November Class IV futures slipped a penny lower this week, but the other contracts finished higher. First-half 2020 contracts stand comfortably above $17, and second-half futures are north of $18. CME spot butter regained some ground; it climbed 3ȼ to $2.0675, still at the lower end of 2019 values. Cream supplies are starting to tighten as the holidays draw near. Multiples are perking up, but they remain well below last year and the historic average. Inexpensive butter has helped to boost sales, and butter makers report strong demand. Retailers are featuring more butter at lower prices than they did in recent weeks, but promotions are pricier and less frequent than they were a year ago. Given the strong economy, most consumers are likely to notice that butter is on sale, and not draw comparisons to last year’s bargains.

 

 

Once again, CME spot nonfat dry milk (NDM) climbed to a new five-year high. This week, spot NDM reached $1.2175, up 1.25ȼ from last Friday. The rally in milk powder prices seems less dramatic and more sustainable than the fireworks seen in spot cheese. Milk powder is moving in large volumes to cheese vats and to foreign buyers. Inventories are tightening, and much of the product in warehouses is committed, reducing the supply available to be sold.

High milk yields have likely sustained U.S. milk output at volumes modestly higher than last year despite the smaller dairy herd. Milk is particularly plentiful in the West. Moderate temperatures are keeping milk yields and components high in the Pacific Northwest and mountain states; excess loads are moving at steep discounts. Cull cow prices are climbing and the $20 milk check hasn’t hit the mailbox yet. Slaughter volumes remain on par with the incredibly high totals of a year ago, and the dairy herd is noticeably smaller.

Milk output is moving quietly higher in Europe as well. Assuming steady growth in Greece and Austria, European milk collections totaled 27.7 billion pounds in September, up 0.9% from last year.

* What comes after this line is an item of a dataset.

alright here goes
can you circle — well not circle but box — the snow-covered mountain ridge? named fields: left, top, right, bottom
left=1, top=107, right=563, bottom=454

Nine of the ten major dairy nations reported year over-year increases, but the EU’s fastest-growing members are shifting into lower gear. Compared to September 2018, output was up just 0.2% in Ireland, 0.3% in the United Kingdom, and 0.8% in  Poland. With tepid growth in milk output on both sides of the Atlantic, demand likely continues to outpace supply.

The grain markets lost ground. December corn closed at $3.7125 per bushel, down 6ȼ. January soybeans settled at $9.1825, 12.75ȼ in the red.

For much of the week, the tone of trade headlines was negative, which didn’t help soybean values. Today, Commerce Secretary Ross and White House Economic Advisor Kudlow painted a rosier picture, but the deal is not done yet. The trade is weary of promises and waiting for both sides to put something in writing.

It’s mostly dry in the Corn Belt, which allowed for some harvest progress. This season continues to frustrate farmers. The late crop suffered in the early cold snap, and in some areas crops are buried in snow. A regional propane shortage has boosted the cost to dry corn for storage and reduced the incentive to hurry to get it out of the field. But there’s more than enough corn to meet underwhelming demand. Exports and ethanol production have been disconcertingly slow, which has weighed on grain values. It’s likely that both export and ethanol demand will accelerate, but for now, there’s plenty of corn despite the poor harvest.